Nate Kleinman
Organization: Experimental Farm Network
Location: Elmer, New Jersey USA
Biography
Nate was born in Philadelphia. He graduated Georgetown University’s School of Foreign Service in 2004. He worked in a wide range of jobs, from landscaper to spotlight operator to office manager before realizing he needed to pursue a life of activism. Since then he has mainly worked in politics and organizing, though he quit his last “real job” in 2012 (as an organizer with the Service Employees International Union). He is grateful to be able to consider himself equal parts farmer and organizer today. As a volunteer, Nate has been involved in efforts ranging from the Sudan Freedom Walk campaign to Occupy Sandy. He helped found InterOccupy.net, an open communication platform for activists. He ran for U.S. Congress in 2012 and was called “the first Occupy candidate” by Politico. He has served on the Executive Board of the Project for Nuclear Awareness (PNA), the Cumberland County (NJ) Long Term Recovery Group, the Jewish Social Policy Action Network (JSPAN), and GMO Free PA. He started the Baederwood Cultural Heritage Garden Project in 2009, his first experiment with networked seed-saving.
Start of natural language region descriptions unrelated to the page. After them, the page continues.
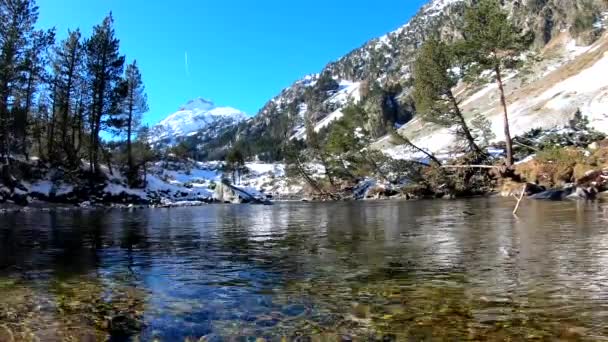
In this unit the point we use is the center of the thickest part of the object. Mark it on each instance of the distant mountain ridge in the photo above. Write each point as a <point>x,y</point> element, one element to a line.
<point>377,75</point>
<point>196,115</point>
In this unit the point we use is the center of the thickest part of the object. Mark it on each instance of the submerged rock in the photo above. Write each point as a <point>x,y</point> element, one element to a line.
<point>574,193</point>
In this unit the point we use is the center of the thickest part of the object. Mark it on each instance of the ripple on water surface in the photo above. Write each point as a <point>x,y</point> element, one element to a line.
<point>428,270</point>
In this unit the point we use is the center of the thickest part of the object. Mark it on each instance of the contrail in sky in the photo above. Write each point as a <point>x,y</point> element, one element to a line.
<point>186,64</point>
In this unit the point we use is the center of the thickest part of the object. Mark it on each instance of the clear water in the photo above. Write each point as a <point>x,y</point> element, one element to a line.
<point>428,270</point>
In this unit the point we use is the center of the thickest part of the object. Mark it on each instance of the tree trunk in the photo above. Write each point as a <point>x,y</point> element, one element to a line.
<point>129,131</point>
<point>66,107</point>
<point>51,137</point>
<point>28,105</point>
<point>503,102</point>
<point>463,124</point>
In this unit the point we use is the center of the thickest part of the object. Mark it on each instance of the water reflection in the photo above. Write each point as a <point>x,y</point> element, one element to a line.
<point>392,270</point>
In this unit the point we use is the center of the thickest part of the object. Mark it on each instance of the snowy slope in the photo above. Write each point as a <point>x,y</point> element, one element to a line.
<point>195,115</point>
<point>348,92</point>
<point>547,97</point>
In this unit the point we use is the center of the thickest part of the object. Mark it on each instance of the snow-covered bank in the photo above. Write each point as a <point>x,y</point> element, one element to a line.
<point>167,184</point>
<point>544,96</point>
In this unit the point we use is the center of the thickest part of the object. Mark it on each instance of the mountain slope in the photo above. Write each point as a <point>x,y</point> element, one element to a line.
<point>196,115</point>
<point>381,71</point>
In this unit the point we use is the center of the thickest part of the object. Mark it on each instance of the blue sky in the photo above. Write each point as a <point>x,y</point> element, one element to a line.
<point>240,52</point>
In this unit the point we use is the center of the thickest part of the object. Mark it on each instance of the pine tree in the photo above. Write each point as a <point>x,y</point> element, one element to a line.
<point>433,83</point>
<point>104,67</point>
<point>17,21</point>
<point>32,74</point>
<point>68,68</point>
<point>134,104</point>
<point>490,42</point>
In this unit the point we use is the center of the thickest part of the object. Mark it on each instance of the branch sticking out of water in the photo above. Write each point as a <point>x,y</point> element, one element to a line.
<point>521,196</point>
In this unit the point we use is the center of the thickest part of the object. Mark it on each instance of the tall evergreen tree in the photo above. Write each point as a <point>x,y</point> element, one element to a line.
<point>433,83</point>
<point>68,68</point>
<point>104,67</point>
<point>134,104</point>
<point>490,42</point>
<point>17,21</point>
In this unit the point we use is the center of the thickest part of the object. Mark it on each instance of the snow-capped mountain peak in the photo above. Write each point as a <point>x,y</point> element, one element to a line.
<point>195,115</point>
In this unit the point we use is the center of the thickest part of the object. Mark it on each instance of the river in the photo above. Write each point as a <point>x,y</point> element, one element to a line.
<point>420,270</point>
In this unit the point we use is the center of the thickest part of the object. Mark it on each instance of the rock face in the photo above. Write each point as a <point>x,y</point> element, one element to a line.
<point>196,116</point>
<point>380,73</point>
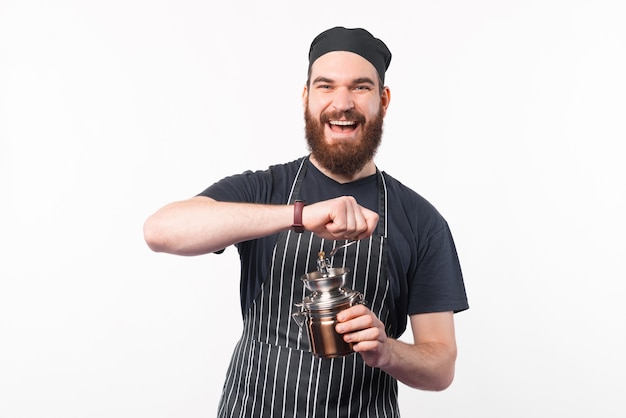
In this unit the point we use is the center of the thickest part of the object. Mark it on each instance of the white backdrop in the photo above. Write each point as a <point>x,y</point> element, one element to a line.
<point>508,116</point>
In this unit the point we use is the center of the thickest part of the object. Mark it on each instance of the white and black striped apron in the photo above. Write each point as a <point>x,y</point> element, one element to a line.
<point>272,371</point>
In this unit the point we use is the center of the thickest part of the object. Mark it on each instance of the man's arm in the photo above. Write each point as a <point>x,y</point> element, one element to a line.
<point>201,225</point>
<point>426,364</point>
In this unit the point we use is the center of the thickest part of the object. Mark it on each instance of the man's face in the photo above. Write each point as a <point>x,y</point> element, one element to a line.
<point>344,112</point>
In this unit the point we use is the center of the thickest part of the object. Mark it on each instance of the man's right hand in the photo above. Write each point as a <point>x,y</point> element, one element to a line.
<point>341,218</point>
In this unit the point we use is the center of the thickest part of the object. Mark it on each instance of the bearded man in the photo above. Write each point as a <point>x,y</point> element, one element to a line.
<point>404,262</point>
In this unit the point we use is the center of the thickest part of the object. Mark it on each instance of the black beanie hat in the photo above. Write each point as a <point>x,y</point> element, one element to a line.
<point>355,40</point>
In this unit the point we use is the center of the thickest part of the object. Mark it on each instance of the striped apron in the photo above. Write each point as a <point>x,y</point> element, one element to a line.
<point>272,372</point>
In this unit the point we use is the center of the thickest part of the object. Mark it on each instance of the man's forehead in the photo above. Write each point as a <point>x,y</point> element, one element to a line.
<point>343,65</point>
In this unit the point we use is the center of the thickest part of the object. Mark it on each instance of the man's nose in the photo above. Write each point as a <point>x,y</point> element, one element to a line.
<point>342,100</point>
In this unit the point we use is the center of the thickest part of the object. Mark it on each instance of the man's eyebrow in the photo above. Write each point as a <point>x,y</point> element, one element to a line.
<point>360,80</point>
<point>364,80</point>
<point>322,80</point>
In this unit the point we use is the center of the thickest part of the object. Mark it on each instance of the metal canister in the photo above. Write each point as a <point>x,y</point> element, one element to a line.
<point>318,311</point>
<point>318,315</point>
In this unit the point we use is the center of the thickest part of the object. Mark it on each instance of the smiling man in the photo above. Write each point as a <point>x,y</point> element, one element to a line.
<point>404,263</point>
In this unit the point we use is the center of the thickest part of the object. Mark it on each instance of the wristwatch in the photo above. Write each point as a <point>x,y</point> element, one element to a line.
<point>297,226</point>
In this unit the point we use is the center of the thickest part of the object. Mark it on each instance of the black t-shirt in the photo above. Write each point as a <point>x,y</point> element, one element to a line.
<point>424,270</point>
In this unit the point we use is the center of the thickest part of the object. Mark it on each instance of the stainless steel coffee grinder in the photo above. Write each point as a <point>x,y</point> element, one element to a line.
<point>318,311</point>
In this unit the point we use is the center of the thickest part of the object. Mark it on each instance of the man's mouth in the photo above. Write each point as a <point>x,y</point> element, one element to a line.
<point>343,125</point>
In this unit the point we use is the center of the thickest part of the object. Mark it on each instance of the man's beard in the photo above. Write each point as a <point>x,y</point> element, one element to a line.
<point>349,157</point>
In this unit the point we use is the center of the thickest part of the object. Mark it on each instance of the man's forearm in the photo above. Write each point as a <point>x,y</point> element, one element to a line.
<point>201,225</point>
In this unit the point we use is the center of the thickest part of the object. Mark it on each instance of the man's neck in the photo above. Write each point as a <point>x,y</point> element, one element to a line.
<point>367,170</point>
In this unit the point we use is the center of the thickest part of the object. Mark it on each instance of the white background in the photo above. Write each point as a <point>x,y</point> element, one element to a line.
<point>509,116</point>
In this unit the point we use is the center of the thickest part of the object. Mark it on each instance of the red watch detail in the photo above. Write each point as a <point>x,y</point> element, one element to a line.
<point>297,226</point>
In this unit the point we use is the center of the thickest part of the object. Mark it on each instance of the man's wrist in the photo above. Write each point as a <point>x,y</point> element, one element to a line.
<point>297,225</point>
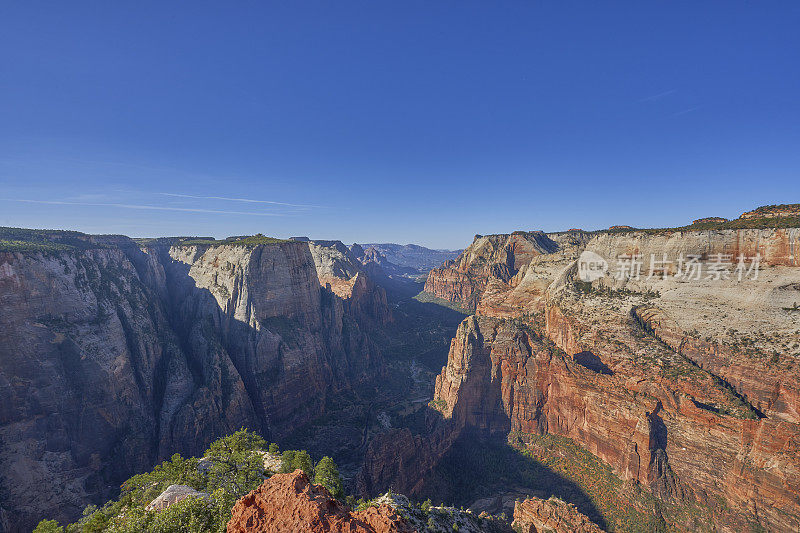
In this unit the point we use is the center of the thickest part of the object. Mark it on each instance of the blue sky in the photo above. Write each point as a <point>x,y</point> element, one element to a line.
<point>409,121</point>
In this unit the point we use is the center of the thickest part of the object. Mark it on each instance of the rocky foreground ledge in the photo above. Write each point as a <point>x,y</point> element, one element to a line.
<point>287,503</point>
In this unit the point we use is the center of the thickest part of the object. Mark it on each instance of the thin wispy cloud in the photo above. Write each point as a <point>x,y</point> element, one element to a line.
<point>689,110</point>
<point>147,207</point>
<point>230,199</point>
<point>659,96</point>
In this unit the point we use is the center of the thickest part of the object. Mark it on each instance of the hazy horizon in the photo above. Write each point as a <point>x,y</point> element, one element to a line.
<point>421,123</point>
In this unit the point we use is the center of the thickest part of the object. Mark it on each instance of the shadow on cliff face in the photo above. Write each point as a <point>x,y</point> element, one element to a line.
<point>592,362</point>
<point>479,471</point>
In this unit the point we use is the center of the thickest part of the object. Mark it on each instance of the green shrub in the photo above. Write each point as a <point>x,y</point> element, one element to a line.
<point>327,474</point>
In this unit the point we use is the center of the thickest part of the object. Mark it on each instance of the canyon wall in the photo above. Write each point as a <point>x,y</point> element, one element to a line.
<point>115,356</point>
<point>686,387</point>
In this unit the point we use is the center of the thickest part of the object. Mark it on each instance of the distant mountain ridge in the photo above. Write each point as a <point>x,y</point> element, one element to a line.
<point>413,255</point>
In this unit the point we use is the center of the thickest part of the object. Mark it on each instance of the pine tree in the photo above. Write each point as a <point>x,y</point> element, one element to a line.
<point>327,475</point>
<point>287,461</point>
<point>303,461</point>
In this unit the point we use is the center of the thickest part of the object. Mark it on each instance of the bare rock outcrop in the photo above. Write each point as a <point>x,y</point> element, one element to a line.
<point>172,495</point>
<point>535,515</point>
<point>116,350</point>
<point>289,503</point>
<point>688,388</point>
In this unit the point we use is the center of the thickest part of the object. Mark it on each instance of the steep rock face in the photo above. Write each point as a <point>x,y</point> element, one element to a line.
<point>686,387</point>
<point>534,515</point>
<point>413,256</point>
<point>112,358</point>
<point>493,265</point>
<point>287,503</point>
<point>776,246</point>
<point>650,430</point>
<point>489,258</point>
<point>779,211</point>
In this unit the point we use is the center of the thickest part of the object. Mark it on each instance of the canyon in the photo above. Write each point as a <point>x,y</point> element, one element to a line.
<point>661,393</point>
<point>687,389</point>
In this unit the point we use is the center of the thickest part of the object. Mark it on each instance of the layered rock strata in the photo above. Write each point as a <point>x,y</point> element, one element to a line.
<point>114,356</point>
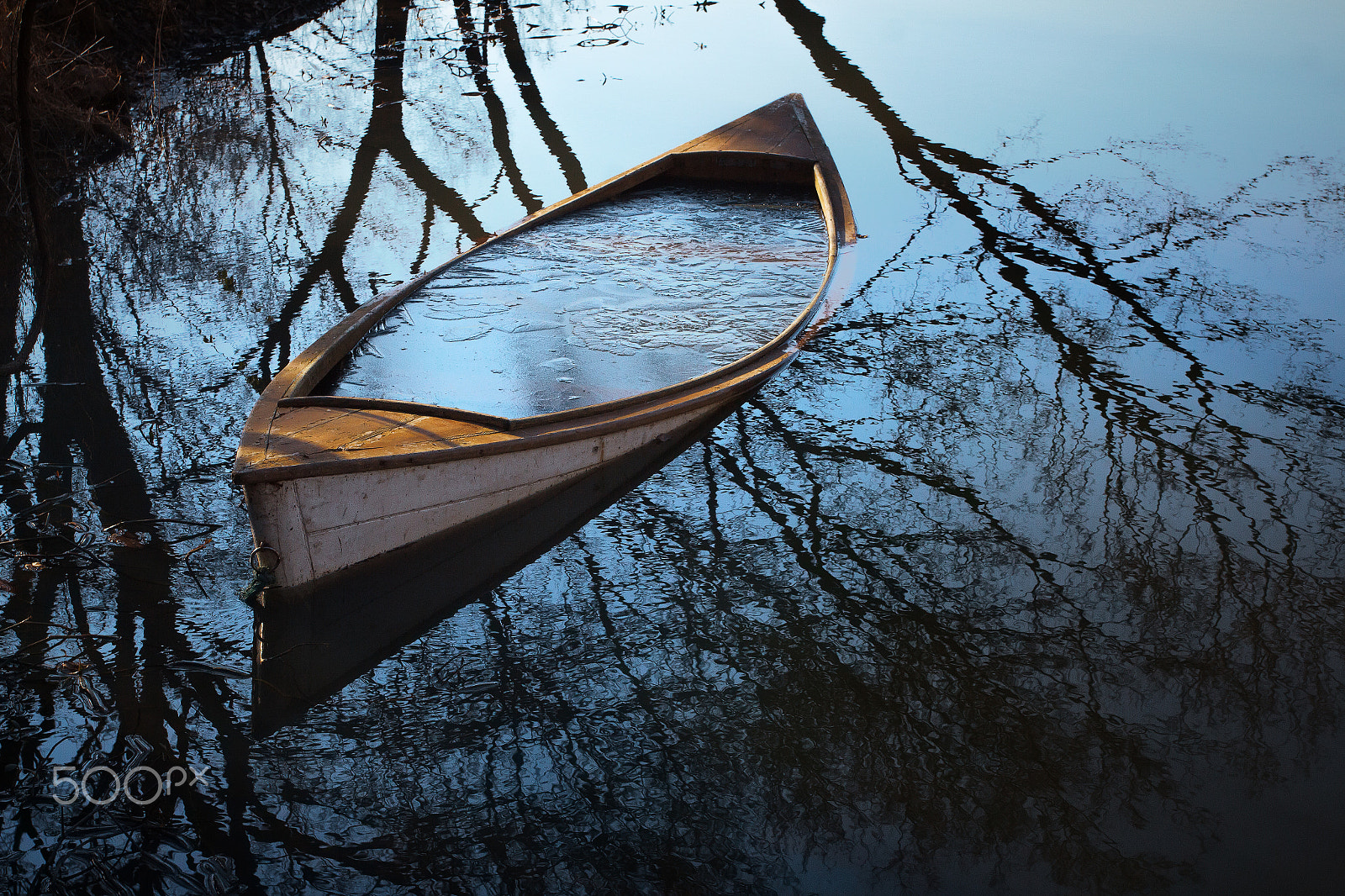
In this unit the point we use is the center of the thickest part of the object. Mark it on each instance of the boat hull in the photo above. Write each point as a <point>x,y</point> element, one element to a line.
<point>336,481</point>
<point>329,524</point>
He is a member of the Seed Advisory Committee of the Non-GMO Project. As a plant breeder and experimenter, Nate has a broad range of interests, but he is most excited at the moment by sorghum, chestnuts, perennial kale, mayapples (Podophyllum), Crambes, and currants (Ribes). He co-founded the Experimental Farm Network in 2013 to create an open-source platform for facilitating collaboration in plant breeding and other agricultural research on an unpredented scale. The ultimate aim of EFN is to develop new crops and systems for climate change mitigation.